Example: under the null model $X \sim \mathrm{PB}(\mathbf p)$,

- upper-tail p-value: $\mathbb P(X \ge x) = \mathrm{sf}(x-1)$
- lower-tail p-value: $\mathbb P(X \le x) = \mathrm{cdf}(x)$

### B) Bayesian modeling (uncertain probabilities)
If each $p_i$ is uncertain (e.g., you have a posterior over $p_i$), the posterior predictive distribution of the sum is a **mixture of Poisson binomials**.

A simple approach is Monte Carlo:
1. sample $\mathbf p^{(s)}$ from the posterior,
2. compute the Poisson binomial PMF for each draw,
3. average the PMFs.

### C) Generative modeling
Poisson binomial is a natural building block for generative models that produce *counts* from heterogeneous binary events (e.g., conversions, failures, wins).


In [None]:
# A) Hypothesis test example: is an observed count unusually high?
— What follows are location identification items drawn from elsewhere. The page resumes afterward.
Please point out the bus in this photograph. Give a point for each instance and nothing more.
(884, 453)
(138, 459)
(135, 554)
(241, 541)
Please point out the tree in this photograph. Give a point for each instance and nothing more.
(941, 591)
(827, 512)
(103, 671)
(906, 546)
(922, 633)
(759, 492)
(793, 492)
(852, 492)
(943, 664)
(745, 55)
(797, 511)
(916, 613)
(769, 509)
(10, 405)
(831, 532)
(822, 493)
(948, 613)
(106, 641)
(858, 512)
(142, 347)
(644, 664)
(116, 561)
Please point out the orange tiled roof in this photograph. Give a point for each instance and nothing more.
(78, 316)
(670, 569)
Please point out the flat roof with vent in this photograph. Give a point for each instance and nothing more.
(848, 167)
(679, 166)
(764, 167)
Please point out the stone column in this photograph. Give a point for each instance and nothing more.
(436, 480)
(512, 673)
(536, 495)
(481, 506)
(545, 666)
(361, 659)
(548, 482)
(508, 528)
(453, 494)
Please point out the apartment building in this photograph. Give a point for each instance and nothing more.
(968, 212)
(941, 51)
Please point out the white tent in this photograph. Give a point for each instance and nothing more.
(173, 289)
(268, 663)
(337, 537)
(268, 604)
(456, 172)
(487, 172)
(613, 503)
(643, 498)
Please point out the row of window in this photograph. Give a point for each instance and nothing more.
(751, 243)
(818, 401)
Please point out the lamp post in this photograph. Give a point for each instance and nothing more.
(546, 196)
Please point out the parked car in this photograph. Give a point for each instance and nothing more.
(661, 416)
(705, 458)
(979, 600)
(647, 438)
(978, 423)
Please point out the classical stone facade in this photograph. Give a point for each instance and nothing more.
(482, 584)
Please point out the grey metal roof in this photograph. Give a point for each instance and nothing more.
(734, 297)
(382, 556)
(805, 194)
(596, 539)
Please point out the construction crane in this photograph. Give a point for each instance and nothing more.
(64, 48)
p = np.array([0.02, 0.05, 0.08, 0.10, 0.15, 0.20, 0.25, 0.30])
rv = stats.poisson_binom(p)

x_obs = 5
p_value_upper = rv.sf(x_obs - 1)

print("Observed x =", x_obs)
print("Upper-tail p-value P(X >= x) =", float(p_value_upper))


In [None]:
# B) Bayesian predictive example (Monte Carlo mixture)
#
# Suppose each p_i has a Beta prior and we observed (s_i successes out of m_i trials)
# in some historical data. We want the predictive distribution for the *next* round
# of n heterogeneous Bernoulli events.

from scipy.stats import beta

rng2 = np.random.default_rng(SEED)

n = 12

a0, b0 = 1.0, 1.0  # uniform Beta prior
m_i = rng2.integers(20, 80, size=n)

# synthetic historical success counts
p_latent = rng2.uniform(0.05, 0.8, size=n)
s_i = rng2.binomial(m_i, p_latent)

# posterior is Beta(a0+s_i, b0+m_i-s_i)
a_post = a0 + s_i
b_post = b0 + m_i - s_i

S = 5_000  # posterior draws
pmf_accum = np.zeros(n + 1)

for _ in range(S):
    p_draw = beta.rvs(a_post, b_post, random_state=rng2)
    _, pmf_draw = poisson_binom_pmf_array(p_draw)
    pmf_accum += pmf_draw

pmf_pred = pmf_accum / S
k = np.arange(n + 1)

fig = go.Figure(go.Bar(x=k, y=pmf_pred))
fig.update_layout(
    title="Posterior predictive distribution of the sum (mixture of Poisson binomials)",
    xaxis_title="k (successes)",
    yaxis_title="Predictive probability",
)
fig.show()


## 11) Pitfalls

- **Invalid parameters**: each $p_i$ must lie in $[0,1]$. Values very close to 0/1 can make the distribution nearly degenerate.
- **Dependence**: Poisson binomial assumes independent trials. Positive correlation typically inflates variance relative to the model.
- **Computing the PMF**:
  - Naively summing over subsets is $\mathcal O(2^n)$ and infeasible.
  - The dynamic-programming recursion is $\mathcal O(n^2)$ and is fine for moderate $n$.
  - For large $n$, FFT-based methods can be much faster (SciPy uses fast algorithms internally).
- **Tail probabilities**: prefer `sf` over `1-cdf` for upper tails to reduce catastrophic cancellation.
- **Fitting**: estimating a full vector $\mathbf p$ from only sum observations is typically ill-posed; consider adding structure (GLM, hierarchical priors) or using additional data.
- **Serialization**: SciPy's `poisson_binom` instances currently do not support pickling/unpickling.


## 12) Summary

- `poisson_binom` models the number of successes in **independent, non-identical Bernoulli trials**.
- The PMF is the coefficient of a polynomial / PGF; dynamic programming computes it in $\mathcal O(n^2)$ time.
- Mean and variance are simple sums: $\sum p_i$ and $\sum p_i(1-p_i)$; higher cumulants add as well.
- NumPy-only simulation is straightforward: sample each Bernoulli and sum.
- SciPy’s `scipy.stats.poisson_binom` provides PMF/CDF/SF/RVS/stats/entropy and is the go-to tool for inference on the sum.